We can report sensitively when something tragic happens.
Jennifer Chuckry is Surrounded by Cedar’s executive director. In her experience, journalists can be pretty tone-deaf in the wake of community tragedy. “There’s often these big media blowouts when something goes wrong or there’s an RCY report released or a child in care has died,” she says. “You’re in this state of shock that a child that you’re responsible for has passed away, and you’ve got somebody just grilling you on the phone, and you can’t say nothing about the years of good work that went into caring for that young person.”
“That’s not okay,” she says.
Social workers and agency directors have also told me that the only time they hear from reporters is after a tragedy. They say positive developments in the community, hard-wrought wins, often get ignored.
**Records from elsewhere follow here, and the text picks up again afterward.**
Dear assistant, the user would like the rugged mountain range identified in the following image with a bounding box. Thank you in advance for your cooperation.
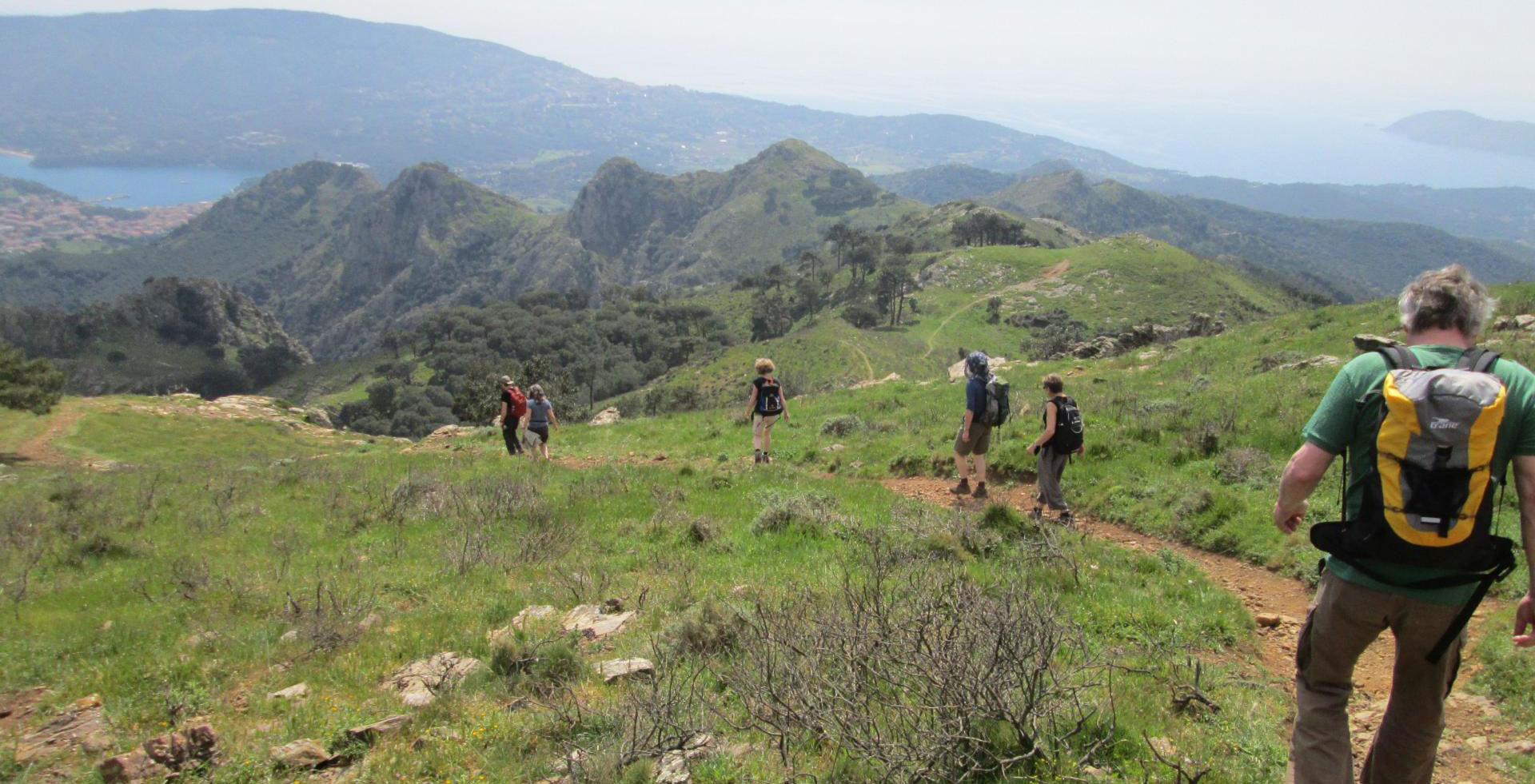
[978,170,1535,300]
[0,277,312,394]
[0,10,1138,202]
[12,140,1532,359]
[873,161,1535,249]
[0,141,923,357]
Chuckry offers an example of an event that the organization has tried to get media to cover in the past. “Surrounded by Cedar has been involved with an event called the Aboriginal Back-to-School Picnic for years.” She says the event is about creating new positive associations around the return to school, in light of the residential school legacy. “2200 bags of supplies were distributed in here Victoria, up the Island, on the mainland and in the North. I haven’t seen even one single media report on it.”
We can be clear about our intentions.
When working on a long-term project or a journalistic beat with no end in sight, it’s important to keep mission in mind. I like to check in with myself and measure my work against my mission by asking these questions:
- How will this story help to break down complexity?
- Am I helping to set the table for meaningful conversations? Am I bringing people together around solutions — or deepening divisions in a system that’s fraught with adversarial relationships?
- How does this story challenge stereotypes or perpetuate them?
- In breaking this story, what else might I break in the process? What are the potential negative consequences of telling this story? Who stands to lose? Is it still worth it?
We can work together to develop better ways of reporting and stronger stories.
I’ve spent a lot of time this year organizing with other journalists and our youth media fellows, and I’ve seen that there’s appetite for more collaborative work, especially among young journalists. Most of the journalists who came to our free workshop series came without the backing of a big organization, bootstrapping a budget together for two days in Victoria. I was inspired by their curiosity and their humility.
I believe journalists like these ones have the capacity to bring about significant change, to help realize better outcomes for kids and families. I’ve been working with some of them to organize Child Welfare Media Day, on Nov. 22; it’s a first step toward building a network of journalists who are committed to better coverage of this complex system. And I’ve seen the potential for a much broader network. Journalists across Canada and further afoot have told me they’re interested in working more collaboratively.
In a system where meaningful data is scarce (or incredibly difficult to analyze — for example, try making comparisons between child protection trial delays over time) and reporting ethics are vague, there’s so much to gain from working together.
This piece was edited by Lindsay Sample.